(民話)
玄興寺のきつね




 むかし、玄興寺の住職さまが、火葬場へお経をあげに行かれました。秋のよく晴れた日でした。小糸坂をのぼって、道から三、四十間北へ入った所が玄興寺の焼き場です。住職さまは、万霊塔を小僧に掃除させ、花をあげて、ねんごろに供養されました。
 お経がすむと、二人は秋の草花の咲き乱れた小道を、ゆっくりと歩いて帰ってこられました。少し疲れたので道端の石に腰をおろし、腰のえんど(煙草入れ)を出して、一服吸っていました。
「あれ、ちんびきない(小さな)犬じゃ。」
小僧が茂みの中から、小さい赤犬を捕らえてきました.
「どれどれ、こりゃ犬ではないぞ、子狐じゃ。寺へ連れていって飼ってやれ。親にはぐれたんじゃろ。」
 寺へ帰ると、さっそく男衆(下男)に箱を作らせました。子どもや近所の人々まで、珍しがっていろいろ食べ物をくれるので、だんだん大きくなって、すっかり人に慣れました。
 もう箱に入れず、細縄をつけて日当たりのよい所につないでおくと、ころころ遊んでいるようになりました。

 ある日、高山別院のハッピを着た男が、玄興寺へ使いにきました。
「今夜この下の六兵衛方へ、ご輪番がお勤めに参られます。そのついでに、大変お邪魔ですが、お寺では先頃から子狐を飼っておられますそうで、ぜひ一度見せてもらいたいとのことです。もしお聞き届けくだされば、お勤めのすんだ後にお伺いしたいと申されますが、いかがでござんしょう。」
 まことに丁寧な口上です。夜中とは少し迷惑でもありましたが、別院輪番のお頼みとあっては、断りようもありません。
「承知いたしました。お待ちしとります。」
 使いを返すと、それから寺では急に座敷を取り片付けたり、ご馳走を作ったりして、輪番さまのおいでを待っていました。
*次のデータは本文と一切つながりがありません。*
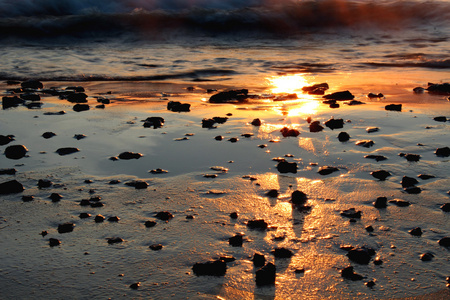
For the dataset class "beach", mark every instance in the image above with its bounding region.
[0,0,450,299]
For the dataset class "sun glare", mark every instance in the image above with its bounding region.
[268,74,308,94]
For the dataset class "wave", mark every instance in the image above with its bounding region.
[0,0,450,38]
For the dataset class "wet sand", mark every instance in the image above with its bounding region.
[0,81,450,299]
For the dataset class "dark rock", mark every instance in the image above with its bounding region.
[291,190,308,206]
[280,127,300,137]
[22,196,34,202]
[155,211,173,221]
[401,176,419,188]
[0,179,24,195]
[250,119,261,126]
[0,168,17,175]
[94,214,105,223]
[247,219,268,230]
[302,82,330,95]
[420,252,434,261]
[347,247,375,265]
[255,263,277,286]
[144,221,156,228]
[434,147,450,157]
[107,237,123,245]
[0,135,14,146]
[338,132,350,142]
[56,147,80,156]
[438,237,450,247]
[441,203,450,212]
[323,91,355,100]
[408,227,422,236]
[252,253,266,267]
[72,104,90,112]
[209,89,248,103]
[272,247,294,258]
[341,207,361,219]
[228,233,244,247]
[325,118,344,130]
[118,152,142,159]
[42,131,56,139]
[277,161,297,173]
[192,260,227,276]
[317,166,339,175]
[370,170,392,181]
[5,145,28,159]
[341,266,364,281]
[49,193,63,202]
[266,189,280,198]
[20,80,44,90]
[149,244,163,251]
[389,199,411,207]
[48,238,61,247]
[58,223,75,233]
[38,179,53,189]
[373,197,387,208]
[309,121,323,132]
[167,101,191,112]
[144,117,164,129]
[364,155,387,162]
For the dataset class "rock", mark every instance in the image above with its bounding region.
[341,207,361,219]
[434,147,450,157]
[48,238,61,247]
[5,145,28,159]
[252,253,266,267]
[272,247,294,258]
[323,91,355,100]
[408,227,422,236]
[255,263,277,286]
[309,121,323,132]
[107,237,123,245]
[420,252,434,261]
[247,219,268,230]
[302,82,330,95]
[441,203,450,212]
[0,135,14,146]
[325,118,344,130]
[118,152,142,160]
[364,155,387,162]
[384,104,402,111]
[373,197,387,208]
[341,266,364,281]
[192,260,227,276]
[49,193,63,202]
[347,247,375,265]
[143,117,164,129]
[149,244,163,251]
[228,233,243,247]
[338,132,350,142]
[155,211,173,221]
[0,168,17,175]
[277,161,297,173]
[56,147,80,156]
[250,119,262,126]
[72,104,90,112]
[58,223,75,233]
[355,140,375,148]
[0,179,24,195]
[144,221,156,228]
[280,127,300,137]
[209,89,248,103]
[438,237,450,247]
[370,170,392,181]
[317,166,339,175]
 夜も大分更けた頃、ご輪番一行は、別院の提灯を先頭に山門を入って来ました。
 お茶が出、酒や料理が出されましたが、輪番さまはそれには手もつけられず、子狐を見たいと申し出られました。
 子狐を連れてくると、輪番さまは膝の上に抱き上げ、行灯(あんどん)を引き寄せ、つくづくと眺めて、
「これは、これは、かわいい子狐ですな、よく太って。みなさんが可愛がって育てられたのでしょう。」と、頭をなでたり、頬ずりをしたりしておられます。子狐もはじめての人なのに、おとなしく抱かれています。
住職さまも嬉しくなって、
「ご輪番さまは、とても子狐がお好きのようですなあ。」と申します。
「私は狐ばかりでなく、生あるものは、みな可愛いのです。この子狐はまたよく人に馴れて、私の膝でもう眠りかけましたよ。母親に離れた子狐も、すっかり安心したのでしょう。」
 輪番さまはそう言いながら、ご馳走の中のあげを取って、子狐に食べさせます。
 そうこうしているうち、輪番さまは急に改まって、
「今夜は特にお願いがあって参りましたが、内密のことですから、お人払いください。それから供の者に文箱を預けてありますので、それを受け取ってきてくださるよう。」
 住職さまは、さっそく小僧たちを遠ざけ、文箱を受け取りに自分で入り口に出てみると、供の者は一人もいません。輪番さまを放って帰るわけもないので外へ出てあたりを探したが、誰もいません。
「ご輪番さま、お供の衆はおられませんが…。」
 座敷へ戻ってみると、輪番さまの姿がありません。手水(ちょうず…トイレ)にでも立たれたかと、方々探しても、やっぱりどこにもおられません。探しあぐねて何気なく庭に面した障子を見ると、大きな穴が開いています。近寄って見ると、黄色い毛が少し紙についています。白い座布団には足跡が…
「ありゃッ、やられたわい。親狐め、子狐を取りに来おったんじゃわい。」
 住職さまは、呆れ顔で苦笑いをしておられました。